Processo Administrativo nº
Parecer nº
Interessado:
EMENTA: A existência de mínima dúvida acerca da subsunção do fato à norma, no tocante à possibilidade de contratação direta, exige a realização do procedimento licitatório, por cautela.
A Administração pode, a qualquer momento e de ofício, rever seus próprios atos, a fim de evitar possível gravame ao interesse público, consubstanciado na realização de procedimento ilegal.
À Dra.
Trata-se de análise e manifestação procedida ex officio, em que se analisa a possibilidade de contratação de profissional de psicologia para fins de apoiar a equipe técnica-pedagógica e os dirigentes da rede municipal de ensino, nos trabalhos de inclusão sócio-educacional, conforme justificativa do Sr. Secretário de Educação e Cultura, às fls.
Às fls., o antigo Consultor-Geral opinou pela contratação direta, tendo em vista a inexigibilidade de licitação.
O parecer foi acolhido pelo antigo Sr. Secretário de Assuntos Jurídicos, às fls., passando-se às fases posteriores do procedimento de contratação, com a autorização para a contratação dada pelo Sr. Secretário de Educação e Cultura às fls., publicação às fls. e Nota de Empenho às fls..
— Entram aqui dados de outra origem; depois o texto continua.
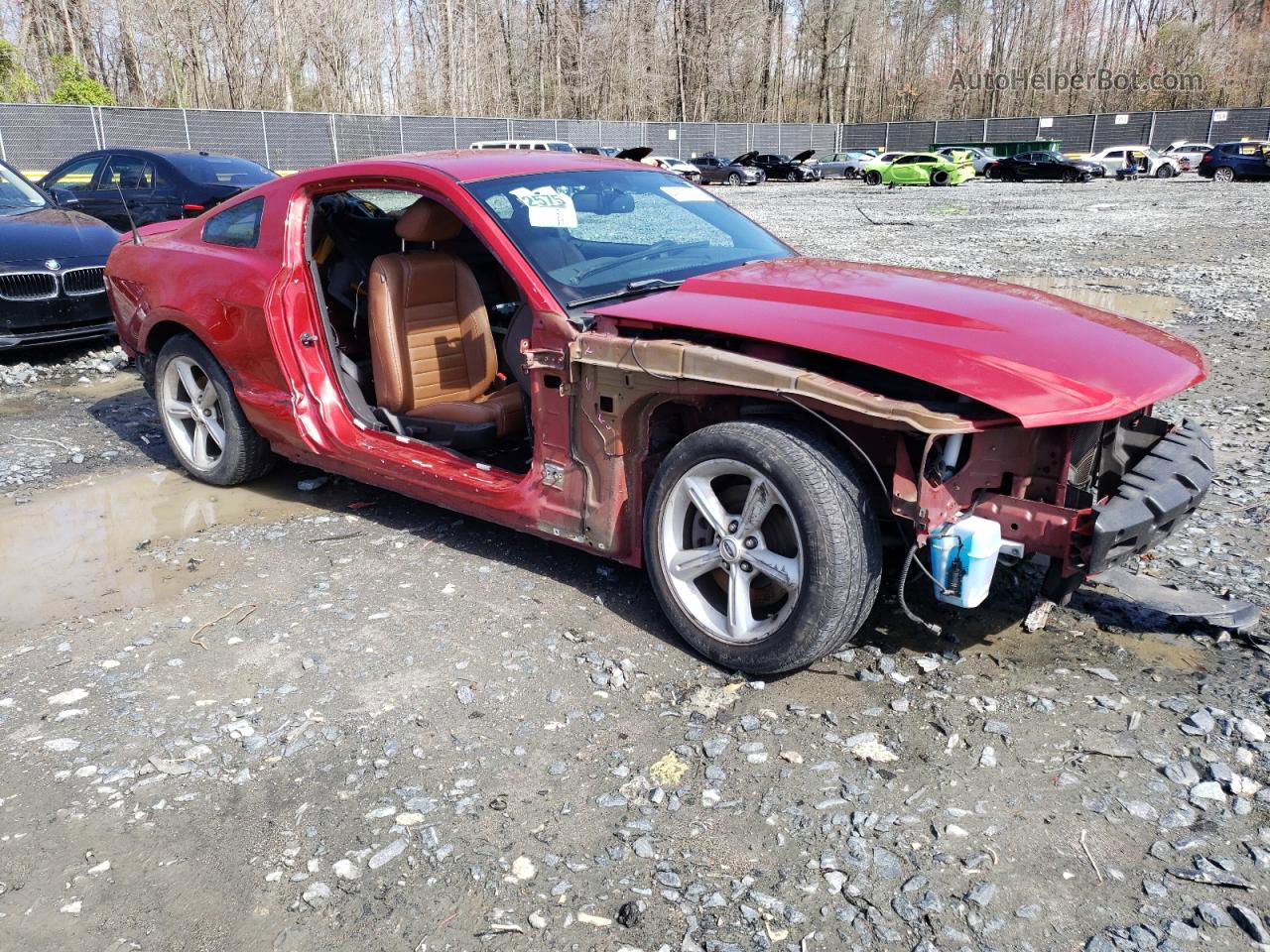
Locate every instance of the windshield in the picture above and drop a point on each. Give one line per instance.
(594, 232)
(220, 169)
(16, 191)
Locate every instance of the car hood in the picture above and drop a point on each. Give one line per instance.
(1040, 358)
(42, 234)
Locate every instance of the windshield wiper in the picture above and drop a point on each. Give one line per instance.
(631, 290)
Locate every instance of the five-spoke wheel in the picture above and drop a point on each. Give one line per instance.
(761, 544)
(202, 419)
(191, 409)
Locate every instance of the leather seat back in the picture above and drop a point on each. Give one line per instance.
(430, 330)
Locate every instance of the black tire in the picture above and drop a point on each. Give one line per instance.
(246, 454)
(837, 532)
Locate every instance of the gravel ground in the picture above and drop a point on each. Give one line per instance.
(331, 719)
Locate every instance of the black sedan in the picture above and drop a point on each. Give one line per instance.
(1049, 167)
(51, 268)
(158, 184)
(716, 172)
(781, 167)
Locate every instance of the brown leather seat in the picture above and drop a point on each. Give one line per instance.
(432, 350)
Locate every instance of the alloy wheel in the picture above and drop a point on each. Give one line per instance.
(190, 405)
(731, 551)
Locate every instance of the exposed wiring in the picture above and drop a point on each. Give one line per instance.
(912, 616)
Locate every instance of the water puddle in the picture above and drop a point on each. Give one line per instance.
(1152, 308)
(82, 548)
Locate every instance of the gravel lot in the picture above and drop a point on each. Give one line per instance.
(331, 719)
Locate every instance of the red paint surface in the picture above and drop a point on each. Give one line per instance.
(1040, 358)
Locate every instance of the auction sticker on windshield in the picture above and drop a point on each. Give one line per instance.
(548, 207)
(686, 193)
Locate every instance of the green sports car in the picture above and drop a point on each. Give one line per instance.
(919, 169)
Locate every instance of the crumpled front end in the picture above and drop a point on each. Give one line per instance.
(1086, 497)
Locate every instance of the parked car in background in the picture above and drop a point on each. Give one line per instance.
(1044, 167)
(51, 268)
(671, 388)
(843, 166)
(541, 145)
(716, 172)
(1188, 154)
(783, 167)
(1147, 160)
(685, 171)
(1229, 162)
(151, 184)
(876, 164)
(921, 169)
(976, 158)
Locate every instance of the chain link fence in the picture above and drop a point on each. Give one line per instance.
(36, 137)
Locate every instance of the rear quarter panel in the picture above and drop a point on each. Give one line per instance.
(217, 294)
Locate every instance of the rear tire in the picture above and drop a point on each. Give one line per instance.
(202, 419)
(783, 502)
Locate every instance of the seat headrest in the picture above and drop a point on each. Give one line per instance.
(429, 221)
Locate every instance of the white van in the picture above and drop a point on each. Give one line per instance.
(539, 144)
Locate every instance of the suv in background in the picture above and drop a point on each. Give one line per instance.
(1236, 160)
(715, 172)
(1189, 151)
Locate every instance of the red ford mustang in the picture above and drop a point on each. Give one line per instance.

Remetidos os autos para esta Consultoria Geral, a fim de se analisar os termos da minuta do competente Contrato, nos termos do §1º do art. 38 da Lei nº8.666/93, resolvemos reanalisar a questão, a fim de verificar a regularidade material no tocante à inexigibilidade de licitação no caso vertente, evitando-se assim, possível gravame ao interesse público, tendo-se em vista vício em relação ao seu objeto.
É o breve relatório do processado. Passamos ao parecer.
O tema analisado merece tratamento destacado em nossa doutrina e jurisprudência. Isto porque se tem como regra a realização do procedimento licitatório, e, como medida em extremo excepcional, a sua inexigibilidade.
Tanto que o art. 25 da Lei nº8.666/93, em seus incisos, traz os casos em que não se exige a realização de licitação. Frise-se que o rol em referência é taxativo, exauriente, não podendo ser ampliado por vontade do Administrador. Ademais, tratando-se de direito excepcional, sua interpretação deve ser restritiva, conforme princípios consagrados da Hermenêutica Jurídica.
Assim, feitas tais considerações, passamos a analisar a questão que exsurge dos autos, respeitantes ao conceito de "serviços especializados", "profissionais de notória especialização" e "serviços de natureza singular", que nortearam o parecer de fls. e seu acolhimento às fls.
Assim, temos três requisitos a serem cumpridos: a) o legal, referente ao enquadramento dos serviços no rol exauriente do art. 13 da Lei nº8.666/93 (serviço especializado), b) o subjetivo, consistente nas qualificações pessoais do profissional (notória especialização) e c) o objetivo, consubstanciado na singularidade do objeto do contrato, ou seja, do serviço a ser contratado.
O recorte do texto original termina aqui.